On Mon, Mar 7, 2016 at 6:49 PM, Colin Booth <> wrote:

> On Mar 7, 2016 6:41 PM, "Patrick Mahoney" <> wrote:
> >
> > On 2016-03-07 7:41 pm, Buck Evan wrote:
> >
> >> How do services become aware of each others' port numbers?
> >>
> >
> > Not sure if this would be simpler than IP-per-playground, but you
> > could look into Linux's network namespaces [1] to assign
> > netns-per-playground. Within the netns, you can use statically known
> > ports, and you can use `ip netns exec $namespace command...` to run
> > arbitrary commands within the namespace. There's a fair amount of
> > config to properly create the loopback address within each netns, and
> > possibly allow routing through the primary netns (the one attached to
> > the LAN) if that's needed.
> >
> I was thinking something similar but instead of using a network namespace
> instead simply binding against a subdomain of a wildcard dns record. As
> long as your naming scheme was reasonably stable
> ($svc.$playgroundname.$wildcarddomain), a service that restarted would be
> able to bind to it's well-known port, only within the context of that
> particular subdomain.
> I think that might be less work than setting up individual network
> namespaces, depending on your access to change internal dns.

We've gone through several schemes that resemble what you've proposed.
What exactly did you have in mind?
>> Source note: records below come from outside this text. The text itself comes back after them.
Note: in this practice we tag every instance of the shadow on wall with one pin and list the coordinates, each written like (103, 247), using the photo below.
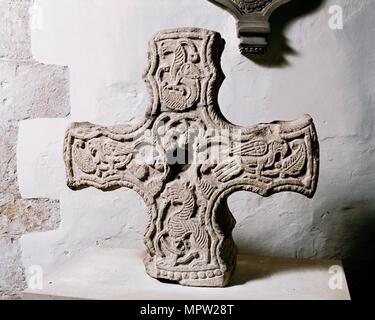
(359, 261)
(279, 48)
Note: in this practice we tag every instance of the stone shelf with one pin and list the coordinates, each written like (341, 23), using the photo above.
(119, 274)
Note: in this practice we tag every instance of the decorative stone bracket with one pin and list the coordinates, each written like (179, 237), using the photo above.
(185, 159)
(253, 25)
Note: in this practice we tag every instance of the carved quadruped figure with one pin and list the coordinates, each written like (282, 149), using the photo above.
(185, 159)
(253, 26)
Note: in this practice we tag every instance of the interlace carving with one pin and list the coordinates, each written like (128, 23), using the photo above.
(185, 159)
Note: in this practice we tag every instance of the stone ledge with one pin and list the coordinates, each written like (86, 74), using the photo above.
(119, 274)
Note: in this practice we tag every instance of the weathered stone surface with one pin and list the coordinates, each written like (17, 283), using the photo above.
(14, 29)
(185, 159)
(28, 89)
(46, 97)
(253, 25)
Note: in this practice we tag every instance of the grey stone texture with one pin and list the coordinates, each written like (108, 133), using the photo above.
(187, 179)
(28, 89)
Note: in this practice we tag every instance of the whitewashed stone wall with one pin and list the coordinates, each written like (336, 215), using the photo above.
(28, 89)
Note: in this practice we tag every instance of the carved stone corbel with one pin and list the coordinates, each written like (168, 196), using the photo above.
(253, 24)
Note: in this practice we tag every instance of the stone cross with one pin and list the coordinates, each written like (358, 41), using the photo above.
(185, 159)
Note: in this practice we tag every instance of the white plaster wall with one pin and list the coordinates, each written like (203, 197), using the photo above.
(331, 75)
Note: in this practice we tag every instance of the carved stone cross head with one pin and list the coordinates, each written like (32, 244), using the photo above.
(185, 159)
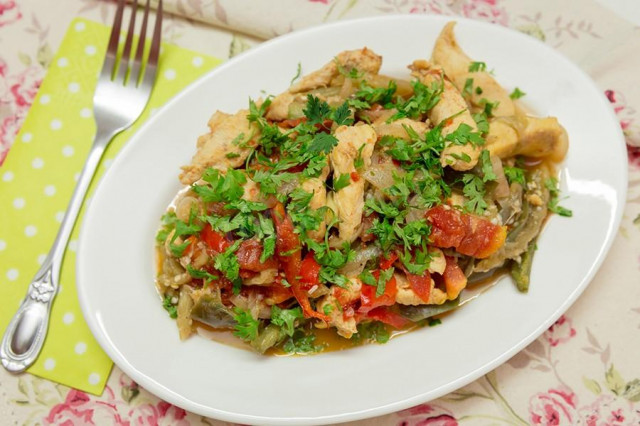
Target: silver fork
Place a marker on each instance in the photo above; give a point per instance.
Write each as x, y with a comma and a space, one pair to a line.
122, 92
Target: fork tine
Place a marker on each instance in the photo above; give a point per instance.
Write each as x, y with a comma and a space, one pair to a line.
126, 52
137, 62
154, 52
157, 32
112, 48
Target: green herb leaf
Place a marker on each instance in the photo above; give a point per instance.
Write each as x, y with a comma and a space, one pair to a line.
477, 66
227, 262
316, 111
286, 318
170, 307
487, 169
201, 274
514, 174
342, 182
298, 74
342, 115
517, 93
468, 87
553, 186
322, 142
246, 326
474, 191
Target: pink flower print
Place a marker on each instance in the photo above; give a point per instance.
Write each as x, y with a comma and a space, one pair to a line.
170, 415
556, 407
9, 127
25, 86
79, 409
9, 12
427, 414
486, 10
428, 6
608, 411
560, 332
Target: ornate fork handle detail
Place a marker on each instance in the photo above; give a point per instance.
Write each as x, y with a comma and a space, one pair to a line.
122, 92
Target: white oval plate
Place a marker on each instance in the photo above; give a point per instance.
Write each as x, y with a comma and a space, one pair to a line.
115, 264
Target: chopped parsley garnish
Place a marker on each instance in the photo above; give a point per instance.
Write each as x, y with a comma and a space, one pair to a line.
170, 307
373, 331
553, 186
514, 175
227, 262
477, 66
342, 182
322, 142
342, 115
517, 93
316, 110
487, 169
468, 87
298, 74
367, 95
286, 318
201, 274
301, 343
423, 100
488, 106
246, 327
463, 135
380, 283
358, 163
474, 191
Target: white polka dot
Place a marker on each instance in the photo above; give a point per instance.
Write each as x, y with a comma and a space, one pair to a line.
30, 231
197, 61
12, 274
80, 348
19, 203
68, 318
37, 163
56, 124
49, 190
94, 378
49, 364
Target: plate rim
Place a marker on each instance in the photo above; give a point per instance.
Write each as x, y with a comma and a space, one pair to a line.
153, 387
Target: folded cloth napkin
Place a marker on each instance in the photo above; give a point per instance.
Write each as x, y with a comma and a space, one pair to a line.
38, 178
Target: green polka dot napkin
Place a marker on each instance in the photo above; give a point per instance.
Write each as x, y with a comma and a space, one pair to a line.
38, 177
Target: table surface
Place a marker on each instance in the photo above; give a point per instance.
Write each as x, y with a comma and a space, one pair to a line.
584, 370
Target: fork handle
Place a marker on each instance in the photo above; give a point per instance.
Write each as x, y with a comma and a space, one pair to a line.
25, 334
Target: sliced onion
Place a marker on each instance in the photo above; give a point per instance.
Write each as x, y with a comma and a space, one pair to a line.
502, 187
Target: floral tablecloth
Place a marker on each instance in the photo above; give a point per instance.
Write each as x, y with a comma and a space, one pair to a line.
584, 370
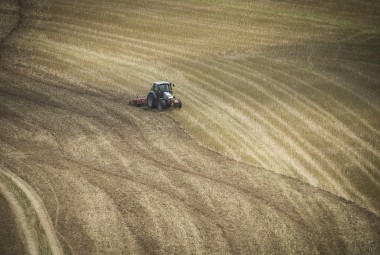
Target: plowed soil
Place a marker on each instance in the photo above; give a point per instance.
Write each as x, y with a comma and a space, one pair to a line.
102, 177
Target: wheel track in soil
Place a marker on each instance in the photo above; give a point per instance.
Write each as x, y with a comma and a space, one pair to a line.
112, 132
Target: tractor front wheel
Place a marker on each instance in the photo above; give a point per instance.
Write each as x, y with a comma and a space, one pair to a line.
161, 104
151, 101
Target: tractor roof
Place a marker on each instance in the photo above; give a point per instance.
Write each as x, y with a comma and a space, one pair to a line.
160, 82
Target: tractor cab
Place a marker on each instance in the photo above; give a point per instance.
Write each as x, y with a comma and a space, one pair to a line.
160, 87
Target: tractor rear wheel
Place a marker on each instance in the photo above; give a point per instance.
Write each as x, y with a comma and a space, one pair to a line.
161, 104
151, 101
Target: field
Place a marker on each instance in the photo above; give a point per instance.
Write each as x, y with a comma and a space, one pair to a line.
275, 151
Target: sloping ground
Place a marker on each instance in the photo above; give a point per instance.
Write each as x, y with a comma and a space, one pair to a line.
116, 179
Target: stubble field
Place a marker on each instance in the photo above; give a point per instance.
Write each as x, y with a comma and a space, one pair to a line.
285, 92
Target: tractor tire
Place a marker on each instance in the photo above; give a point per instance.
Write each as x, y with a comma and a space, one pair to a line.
151, 100
161, 104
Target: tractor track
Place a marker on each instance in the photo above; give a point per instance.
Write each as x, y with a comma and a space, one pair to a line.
108, 178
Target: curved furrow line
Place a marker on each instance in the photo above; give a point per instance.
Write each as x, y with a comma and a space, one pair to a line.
353, 191
321, 93
322, 113
329, 81
41, 214
223, 94
237, 131
192, 203
319, 130
296, 96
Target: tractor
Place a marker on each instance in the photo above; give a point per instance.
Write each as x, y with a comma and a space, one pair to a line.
160, 96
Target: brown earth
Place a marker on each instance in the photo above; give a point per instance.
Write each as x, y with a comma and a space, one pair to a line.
121, 180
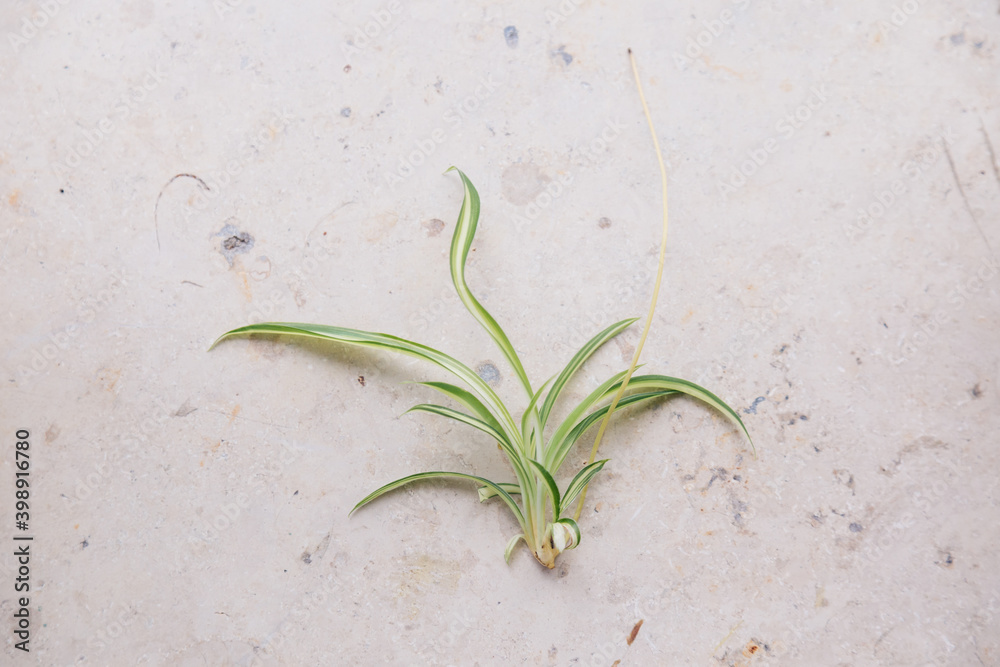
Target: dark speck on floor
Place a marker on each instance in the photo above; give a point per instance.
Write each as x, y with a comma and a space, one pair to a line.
510, 34
560, 54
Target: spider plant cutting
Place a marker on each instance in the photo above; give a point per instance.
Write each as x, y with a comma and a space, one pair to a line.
536, 452
535, 449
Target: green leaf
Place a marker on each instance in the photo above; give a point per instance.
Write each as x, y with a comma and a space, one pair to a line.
387, 342
515, 456
551, 484
576, 414
510, 547
436, 475
664, 382
461, 417
461, 242
577, 361
558, 456
486, 492
580, 481
466, 398
531, 414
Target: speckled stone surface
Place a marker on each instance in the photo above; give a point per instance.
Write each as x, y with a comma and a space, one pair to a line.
172, 170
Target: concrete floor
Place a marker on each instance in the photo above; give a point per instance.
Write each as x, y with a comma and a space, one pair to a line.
172, 170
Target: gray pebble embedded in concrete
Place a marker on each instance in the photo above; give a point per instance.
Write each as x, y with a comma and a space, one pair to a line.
490, 373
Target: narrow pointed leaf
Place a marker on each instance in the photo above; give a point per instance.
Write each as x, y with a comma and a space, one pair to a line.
403, 481
388, 342
555, 461
461, 242
486, 492
466, 398
513, 455
660, 382
581, 480
461, 417
551, 484
577, 413
577, 361
531, 415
An A record or CNAME?
We used to use A records, but we then had to guard against playgrounds
racing to acquire the same IP.
Our engineer years ago solved this via pip-delimited data in DNS TXT
records... it wasn't resilient.

We now use CNAMEs and so can disregard races for the same IP, but now have
the problem of colliding ports.
The current solution is a per-box nginx proxy that redirects CNAMES to
link-local IPs (eg
We then use static ports for each service on that IP.

What's more, I'm not sure this problem is strictly about ports.
I've had situations where a dummy password is generated for a service on
startup, and another service must know that dummy password to connect.
I believe the general problem is sharing configuration among services.